COMA DI SARA FATTAHI –

Il suo film, Coma, ha colpito Torino come una coltellata ed è tra i maggiori pretendenti alla vittoria del Torino Film Festival. Un interno claustrofobico ripreso da una giovane cineasta, tre donne che vivono in un appartamento la guerra che da 31 mesi attanaglia la Siria. Sara Fattahi ha 32 anni, è nata a Damasco e ora vive in Libano: la sua macchina da presa osserva lei e altre due donne in uno dei suoi ritorni – tra l’altro nel lungometraggio è irriconoscibile fisicamente, ora è visibilmente dimagrita – e lo fa nella convivenza con la madre e la nonna.

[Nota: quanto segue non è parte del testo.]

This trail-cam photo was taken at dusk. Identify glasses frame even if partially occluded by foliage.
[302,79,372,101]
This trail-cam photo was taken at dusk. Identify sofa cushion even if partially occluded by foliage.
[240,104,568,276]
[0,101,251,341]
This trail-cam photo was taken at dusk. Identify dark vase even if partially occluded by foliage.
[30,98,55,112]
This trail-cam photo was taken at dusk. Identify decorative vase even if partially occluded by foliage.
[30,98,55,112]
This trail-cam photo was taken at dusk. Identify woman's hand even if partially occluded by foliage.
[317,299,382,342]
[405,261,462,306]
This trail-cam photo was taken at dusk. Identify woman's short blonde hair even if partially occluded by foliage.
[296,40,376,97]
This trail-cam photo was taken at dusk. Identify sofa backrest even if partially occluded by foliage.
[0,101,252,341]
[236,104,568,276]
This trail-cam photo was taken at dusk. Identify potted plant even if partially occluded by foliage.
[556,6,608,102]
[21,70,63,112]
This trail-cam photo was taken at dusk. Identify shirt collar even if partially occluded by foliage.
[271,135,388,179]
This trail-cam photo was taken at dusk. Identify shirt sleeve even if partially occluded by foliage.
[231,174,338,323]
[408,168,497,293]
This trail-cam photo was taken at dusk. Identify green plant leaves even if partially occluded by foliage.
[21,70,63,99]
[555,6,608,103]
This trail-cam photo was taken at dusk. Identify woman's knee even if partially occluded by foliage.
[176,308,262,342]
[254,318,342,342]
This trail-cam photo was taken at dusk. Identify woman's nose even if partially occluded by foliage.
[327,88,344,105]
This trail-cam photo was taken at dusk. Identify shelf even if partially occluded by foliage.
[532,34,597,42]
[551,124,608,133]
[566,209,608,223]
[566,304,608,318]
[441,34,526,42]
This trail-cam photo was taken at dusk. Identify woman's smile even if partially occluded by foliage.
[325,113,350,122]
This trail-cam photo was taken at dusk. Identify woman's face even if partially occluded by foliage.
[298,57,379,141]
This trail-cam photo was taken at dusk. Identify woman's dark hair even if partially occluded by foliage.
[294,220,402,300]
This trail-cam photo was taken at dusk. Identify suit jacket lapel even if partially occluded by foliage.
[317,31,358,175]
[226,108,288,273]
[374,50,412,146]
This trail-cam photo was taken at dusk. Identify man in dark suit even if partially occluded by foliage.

La guerra riesce a raccontarcela così, come già altri hanno fatto in questo festival (ad esempio Kilo Two Bravo), senza armi e nemici. La possiamo vedere nella sua azione più subdola, quella di attaccarsi addosso alle persone comuni, come un abito che si è costretti a indossare. Noi Sara Fattahi l’abbiamo intervistata e ci ha parlato del suo film ma anche della sua Siria.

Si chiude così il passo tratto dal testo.